The term "shareholder value", sometimes abbreviated to "SV", can be used to refer to:
The market capitalization of a company;
The concept that the primary goal for a company is to increase the wealth of its shareholders (owners) by paying dividends and/or causing the stock price to increase (i.e. the Friedman doctrine introduced in 1970);
The more specific concept that planned actions by management and the returns to shareholders should outperform certain bench-marks such as the cost of capital concept. In essence, the idea that shareholders' money should be used to earn a higher return than they could earn themselves by investing in other assets having the same amount of risk. The term in this sense was introduced by Alfred Rappaport in 1986.

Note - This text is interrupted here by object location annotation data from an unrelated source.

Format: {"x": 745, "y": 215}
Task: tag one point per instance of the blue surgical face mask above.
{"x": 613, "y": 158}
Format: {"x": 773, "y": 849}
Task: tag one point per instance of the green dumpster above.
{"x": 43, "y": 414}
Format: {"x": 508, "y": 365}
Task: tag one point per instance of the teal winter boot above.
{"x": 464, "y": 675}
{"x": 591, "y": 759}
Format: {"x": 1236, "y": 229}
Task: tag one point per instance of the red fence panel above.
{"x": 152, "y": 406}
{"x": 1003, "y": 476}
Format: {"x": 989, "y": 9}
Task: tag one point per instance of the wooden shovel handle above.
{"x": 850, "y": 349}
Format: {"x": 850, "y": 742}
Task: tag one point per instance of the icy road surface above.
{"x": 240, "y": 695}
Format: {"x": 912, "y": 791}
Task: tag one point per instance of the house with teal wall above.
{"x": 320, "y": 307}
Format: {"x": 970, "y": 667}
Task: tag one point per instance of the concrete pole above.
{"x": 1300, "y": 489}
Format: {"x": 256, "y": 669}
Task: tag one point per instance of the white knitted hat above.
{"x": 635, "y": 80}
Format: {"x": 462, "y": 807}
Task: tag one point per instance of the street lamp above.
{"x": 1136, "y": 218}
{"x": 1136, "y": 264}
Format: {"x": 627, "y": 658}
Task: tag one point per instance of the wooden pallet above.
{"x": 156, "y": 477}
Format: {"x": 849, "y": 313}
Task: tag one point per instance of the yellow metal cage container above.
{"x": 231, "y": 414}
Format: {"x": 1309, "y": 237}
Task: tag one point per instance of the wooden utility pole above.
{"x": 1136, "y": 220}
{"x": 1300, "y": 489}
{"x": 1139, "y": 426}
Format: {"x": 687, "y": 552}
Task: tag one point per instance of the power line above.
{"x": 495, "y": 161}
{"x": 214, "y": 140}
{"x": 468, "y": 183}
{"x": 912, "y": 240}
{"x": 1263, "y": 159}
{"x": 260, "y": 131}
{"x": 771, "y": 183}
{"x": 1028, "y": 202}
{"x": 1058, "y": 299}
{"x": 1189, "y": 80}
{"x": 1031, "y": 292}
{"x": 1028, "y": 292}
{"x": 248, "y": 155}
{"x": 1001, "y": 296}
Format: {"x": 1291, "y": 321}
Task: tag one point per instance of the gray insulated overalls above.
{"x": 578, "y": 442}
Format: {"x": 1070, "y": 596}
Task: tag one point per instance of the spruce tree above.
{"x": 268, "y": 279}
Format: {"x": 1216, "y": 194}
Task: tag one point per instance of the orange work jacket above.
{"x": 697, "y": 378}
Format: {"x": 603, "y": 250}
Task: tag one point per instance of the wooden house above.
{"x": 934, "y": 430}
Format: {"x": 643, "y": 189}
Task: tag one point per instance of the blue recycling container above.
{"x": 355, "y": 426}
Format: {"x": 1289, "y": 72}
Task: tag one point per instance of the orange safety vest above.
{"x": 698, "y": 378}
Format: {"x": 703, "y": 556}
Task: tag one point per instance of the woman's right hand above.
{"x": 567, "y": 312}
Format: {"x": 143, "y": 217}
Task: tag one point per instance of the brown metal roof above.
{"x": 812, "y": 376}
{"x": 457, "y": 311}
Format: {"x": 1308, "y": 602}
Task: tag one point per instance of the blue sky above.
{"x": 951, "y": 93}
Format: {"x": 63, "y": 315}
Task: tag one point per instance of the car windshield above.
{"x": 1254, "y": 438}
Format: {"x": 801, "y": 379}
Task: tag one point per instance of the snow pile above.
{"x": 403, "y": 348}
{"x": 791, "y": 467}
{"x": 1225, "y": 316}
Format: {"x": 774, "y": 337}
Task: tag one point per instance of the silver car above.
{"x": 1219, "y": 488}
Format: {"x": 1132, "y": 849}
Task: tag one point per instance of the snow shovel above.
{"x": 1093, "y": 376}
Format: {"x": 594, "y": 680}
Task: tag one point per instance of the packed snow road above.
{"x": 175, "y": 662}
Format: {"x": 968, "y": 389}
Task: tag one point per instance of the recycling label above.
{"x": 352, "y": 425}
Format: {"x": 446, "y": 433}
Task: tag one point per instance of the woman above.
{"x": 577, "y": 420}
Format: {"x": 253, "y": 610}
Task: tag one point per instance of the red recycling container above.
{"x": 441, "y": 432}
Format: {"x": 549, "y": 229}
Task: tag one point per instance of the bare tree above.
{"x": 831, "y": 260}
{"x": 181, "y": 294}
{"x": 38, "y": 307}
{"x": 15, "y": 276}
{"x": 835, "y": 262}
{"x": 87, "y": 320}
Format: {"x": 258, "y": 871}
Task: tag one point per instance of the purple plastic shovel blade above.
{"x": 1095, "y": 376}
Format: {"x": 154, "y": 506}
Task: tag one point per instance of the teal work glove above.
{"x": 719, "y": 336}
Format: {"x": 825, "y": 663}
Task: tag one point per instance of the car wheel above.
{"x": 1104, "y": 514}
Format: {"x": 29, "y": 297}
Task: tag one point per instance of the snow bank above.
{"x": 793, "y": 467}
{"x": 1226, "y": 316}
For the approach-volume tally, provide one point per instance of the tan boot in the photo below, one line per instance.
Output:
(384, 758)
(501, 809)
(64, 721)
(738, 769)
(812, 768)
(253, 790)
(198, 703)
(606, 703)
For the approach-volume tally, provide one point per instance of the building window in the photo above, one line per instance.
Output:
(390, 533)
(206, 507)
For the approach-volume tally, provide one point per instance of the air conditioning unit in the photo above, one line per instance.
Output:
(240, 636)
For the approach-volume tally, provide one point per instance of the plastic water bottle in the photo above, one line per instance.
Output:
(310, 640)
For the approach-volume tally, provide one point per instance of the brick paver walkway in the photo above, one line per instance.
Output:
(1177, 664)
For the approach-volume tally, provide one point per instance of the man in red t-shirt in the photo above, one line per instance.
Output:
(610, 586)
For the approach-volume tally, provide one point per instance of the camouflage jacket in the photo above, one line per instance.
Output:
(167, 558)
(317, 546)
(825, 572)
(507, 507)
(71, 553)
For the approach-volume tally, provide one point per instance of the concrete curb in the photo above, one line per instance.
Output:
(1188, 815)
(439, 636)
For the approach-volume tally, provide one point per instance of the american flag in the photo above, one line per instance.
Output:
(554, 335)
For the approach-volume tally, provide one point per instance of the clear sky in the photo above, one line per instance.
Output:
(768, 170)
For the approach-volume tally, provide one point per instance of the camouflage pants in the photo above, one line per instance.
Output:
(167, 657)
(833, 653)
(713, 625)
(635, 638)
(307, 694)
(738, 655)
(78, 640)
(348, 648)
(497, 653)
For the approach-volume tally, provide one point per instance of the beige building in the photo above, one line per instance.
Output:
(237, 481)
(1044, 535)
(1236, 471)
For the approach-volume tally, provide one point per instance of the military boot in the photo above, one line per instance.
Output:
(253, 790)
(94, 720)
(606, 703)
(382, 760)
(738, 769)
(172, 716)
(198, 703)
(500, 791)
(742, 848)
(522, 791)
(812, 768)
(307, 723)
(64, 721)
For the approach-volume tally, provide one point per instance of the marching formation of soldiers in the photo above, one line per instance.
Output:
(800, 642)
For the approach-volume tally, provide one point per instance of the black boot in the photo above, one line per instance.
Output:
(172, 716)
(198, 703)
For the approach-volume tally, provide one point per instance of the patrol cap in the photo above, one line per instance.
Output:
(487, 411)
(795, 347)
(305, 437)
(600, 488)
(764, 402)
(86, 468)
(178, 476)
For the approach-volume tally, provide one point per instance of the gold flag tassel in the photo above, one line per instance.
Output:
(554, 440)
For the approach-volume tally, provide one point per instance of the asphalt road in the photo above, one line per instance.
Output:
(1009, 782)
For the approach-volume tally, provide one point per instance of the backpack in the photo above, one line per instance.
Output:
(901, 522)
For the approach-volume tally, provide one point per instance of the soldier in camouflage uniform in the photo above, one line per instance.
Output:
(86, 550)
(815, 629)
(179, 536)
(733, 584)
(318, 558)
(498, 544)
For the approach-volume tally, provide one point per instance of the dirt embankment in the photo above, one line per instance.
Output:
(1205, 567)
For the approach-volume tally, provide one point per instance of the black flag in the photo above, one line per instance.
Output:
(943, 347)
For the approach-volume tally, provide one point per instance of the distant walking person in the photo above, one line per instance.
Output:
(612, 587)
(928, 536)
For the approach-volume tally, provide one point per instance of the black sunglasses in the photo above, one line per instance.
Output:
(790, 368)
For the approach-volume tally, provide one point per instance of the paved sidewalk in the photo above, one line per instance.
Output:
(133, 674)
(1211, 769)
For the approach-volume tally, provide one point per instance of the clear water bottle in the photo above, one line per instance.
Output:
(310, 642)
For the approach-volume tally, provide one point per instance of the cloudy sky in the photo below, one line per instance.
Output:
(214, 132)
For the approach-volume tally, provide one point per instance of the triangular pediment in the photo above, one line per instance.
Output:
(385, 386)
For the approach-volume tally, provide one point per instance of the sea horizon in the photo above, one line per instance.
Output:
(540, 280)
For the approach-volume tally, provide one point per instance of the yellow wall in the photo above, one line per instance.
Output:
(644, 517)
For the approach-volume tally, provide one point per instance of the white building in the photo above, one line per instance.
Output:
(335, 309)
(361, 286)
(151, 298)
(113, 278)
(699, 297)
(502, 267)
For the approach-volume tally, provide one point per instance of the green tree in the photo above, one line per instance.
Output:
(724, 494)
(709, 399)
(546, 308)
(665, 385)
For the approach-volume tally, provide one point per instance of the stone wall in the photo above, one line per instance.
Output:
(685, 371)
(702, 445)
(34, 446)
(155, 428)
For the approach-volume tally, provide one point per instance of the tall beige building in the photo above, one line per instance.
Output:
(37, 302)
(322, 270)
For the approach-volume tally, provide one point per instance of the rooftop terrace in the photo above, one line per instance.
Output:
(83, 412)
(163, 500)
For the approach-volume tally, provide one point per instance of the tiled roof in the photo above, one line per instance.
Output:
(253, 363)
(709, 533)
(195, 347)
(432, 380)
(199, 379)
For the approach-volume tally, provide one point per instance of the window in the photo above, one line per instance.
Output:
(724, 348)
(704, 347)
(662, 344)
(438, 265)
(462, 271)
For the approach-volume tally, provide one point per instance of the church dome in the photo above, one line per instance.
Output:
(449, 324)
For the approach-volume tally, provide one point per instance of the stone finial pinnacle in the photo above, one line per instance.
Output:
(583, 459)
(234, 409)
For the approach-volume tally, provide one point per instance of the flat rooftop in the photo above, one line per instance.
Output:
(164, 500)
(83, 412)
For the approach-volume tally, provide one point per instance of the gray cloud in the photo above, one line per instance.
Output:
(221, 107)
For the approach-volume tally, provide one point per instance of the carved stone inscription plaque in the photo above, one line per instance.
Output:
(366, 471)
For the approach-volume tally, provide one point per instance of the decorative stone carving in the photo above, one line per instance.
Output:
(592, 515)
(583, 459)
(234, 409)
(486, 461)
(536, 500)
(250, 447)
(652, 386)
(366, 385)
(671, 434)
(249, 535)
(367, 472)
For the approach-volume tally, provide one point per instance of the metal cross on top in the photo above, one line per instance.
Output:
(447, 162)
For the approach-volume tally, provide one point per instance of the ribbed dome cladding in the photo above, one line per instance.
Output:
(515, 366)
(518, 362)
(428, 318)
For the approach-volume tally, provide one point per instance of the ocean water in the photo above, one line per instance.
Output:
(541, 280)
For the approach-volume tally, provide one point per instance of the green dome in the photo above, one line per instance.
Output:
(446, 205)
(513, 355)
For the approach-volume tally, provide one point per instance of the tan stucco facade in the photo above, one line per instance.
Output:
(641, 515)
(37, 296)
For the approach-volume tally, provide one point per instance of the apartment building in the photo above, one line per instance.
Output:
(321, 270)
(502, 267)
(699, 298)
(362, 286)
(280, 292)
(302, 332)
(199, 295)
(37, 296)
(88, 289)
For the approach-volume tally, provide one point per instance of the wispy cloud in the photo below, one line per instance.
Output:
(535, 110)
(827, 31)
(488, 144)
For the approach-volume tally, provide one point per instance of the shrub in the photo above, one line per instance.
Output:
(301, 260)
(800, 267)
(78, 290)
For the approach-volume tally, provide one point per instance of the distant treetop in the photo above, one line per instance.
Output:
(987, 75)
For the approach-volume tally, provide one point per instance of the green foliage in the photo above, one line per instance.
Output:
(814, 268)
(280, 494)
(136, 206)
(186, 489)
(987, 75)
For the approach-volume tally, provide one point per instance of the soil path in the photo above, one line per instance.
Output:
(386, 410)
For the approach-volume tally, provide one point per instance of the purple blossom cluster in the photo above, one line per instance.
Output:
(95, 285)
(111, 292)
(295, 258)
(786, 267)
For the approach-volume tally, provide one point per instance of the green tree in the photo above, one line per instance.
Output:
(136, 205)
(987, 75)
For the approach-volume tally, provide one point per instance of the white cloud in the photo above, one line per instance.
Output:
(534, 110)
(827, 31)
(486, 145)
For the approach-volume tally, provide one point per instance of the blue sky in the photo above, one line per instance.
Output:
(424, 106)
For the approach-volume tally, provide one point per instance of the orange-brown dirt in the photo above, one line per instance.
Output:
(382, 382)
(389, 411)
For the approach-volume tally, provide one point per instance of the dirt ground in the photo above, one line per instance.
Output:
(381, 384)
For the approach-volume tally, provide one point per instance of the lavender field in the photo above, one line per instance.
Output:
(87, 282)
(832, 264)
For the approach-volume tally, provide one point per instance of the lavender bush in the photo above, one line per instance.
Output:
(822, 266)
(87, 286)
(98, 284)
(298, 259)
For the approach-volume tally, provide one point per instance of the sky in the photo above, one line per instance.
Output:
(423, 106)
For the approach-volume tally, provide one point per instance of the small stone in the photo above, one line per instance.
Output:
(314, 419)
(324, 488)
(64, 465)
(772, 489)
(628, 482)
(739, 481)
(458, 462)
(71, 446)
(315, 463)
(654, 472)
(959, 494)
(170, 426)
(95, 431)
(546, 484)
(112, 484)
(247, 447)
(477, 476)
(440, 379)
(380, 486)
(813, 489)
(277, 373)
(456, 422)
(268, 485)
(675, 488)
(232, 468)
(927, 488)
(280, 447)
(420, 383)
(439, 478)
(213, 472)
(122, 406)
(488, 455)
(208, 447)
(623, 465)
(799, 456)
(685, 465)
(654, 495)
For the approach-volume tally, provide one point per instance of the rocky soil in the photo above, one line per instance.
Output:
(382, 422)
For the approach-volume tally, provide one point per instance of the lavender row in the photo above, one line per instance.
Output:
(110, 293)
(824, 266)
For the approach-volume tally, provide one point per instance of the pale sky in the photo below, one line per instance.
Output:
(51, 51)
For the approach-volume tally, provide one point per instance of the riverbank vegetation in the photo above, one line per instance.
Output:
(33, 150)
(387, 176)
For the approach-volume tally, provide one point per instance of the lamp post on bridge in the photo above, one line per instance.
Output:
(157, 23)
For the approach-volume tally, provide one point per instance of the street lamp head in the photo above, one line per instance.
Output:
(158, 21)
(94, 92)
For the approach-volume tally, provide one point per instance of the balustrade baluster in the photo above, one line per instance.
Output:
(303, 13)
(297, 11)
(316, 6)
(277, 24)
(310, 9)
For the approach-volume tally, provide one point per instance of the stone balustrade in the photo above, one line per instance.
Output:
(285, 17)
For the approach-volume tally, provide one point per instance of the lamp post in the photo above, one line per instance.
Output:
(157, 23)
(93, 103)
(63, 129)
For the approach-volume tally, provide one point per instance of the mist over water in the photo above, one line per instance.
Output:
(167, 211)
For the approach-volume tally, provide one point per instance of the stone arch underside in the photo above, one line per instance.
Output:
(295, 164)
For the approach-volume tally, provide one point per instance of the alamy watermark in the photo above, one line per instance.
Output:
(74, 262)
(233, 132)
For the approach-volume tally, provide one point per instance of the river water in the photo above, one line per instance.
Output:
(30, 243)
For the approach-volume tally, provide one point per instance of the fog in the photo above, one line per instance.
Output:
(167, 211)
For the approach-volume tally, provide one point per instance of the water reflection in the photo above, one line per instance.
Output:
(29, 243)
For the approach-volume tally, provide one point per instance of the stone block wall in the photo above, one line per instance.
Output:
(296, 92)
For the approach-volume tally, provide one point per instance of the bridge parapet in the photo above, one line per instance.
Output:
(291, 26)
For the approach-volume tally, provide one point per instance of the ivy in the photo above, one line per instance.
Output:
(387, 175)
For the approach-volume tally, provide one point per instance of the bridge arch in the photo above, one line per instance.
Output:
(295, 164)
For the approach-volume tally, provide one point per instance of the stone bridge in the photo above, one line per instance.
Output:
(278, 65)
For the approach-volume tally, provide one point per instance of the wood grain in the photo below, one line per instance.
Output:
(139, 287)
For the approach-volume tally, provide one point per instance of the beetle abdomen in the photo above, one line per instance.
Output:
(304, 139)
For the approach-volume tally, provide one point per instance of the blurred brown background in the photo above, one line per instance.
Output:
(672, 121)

For a publicly traded company, Shareholder Value is the part of its capitalization that is equity as opposed to long-term debt. In the case of only one type of stock, this would roughly be the number of outstanding shares times current shareprice. Things like dividends augment shareholder value while issuing of shares (stock options) lower it. This shareholder value added should be compared to average/required increase in value, making reference to the organizations cost of capital.
For a privately held company, the value of the firm after debt must be estimated using one of several valuation methods, such as discounted cash flow.
The first modern articulation that shareholder wealth creation is the paramount interest of the management of a company was published in Fortune magazine in 1962 in an article by the management of a US textile company, Indian Head Mills, in which its authors stated:
The objective of our company is to increase the intrinsic value of our common stock.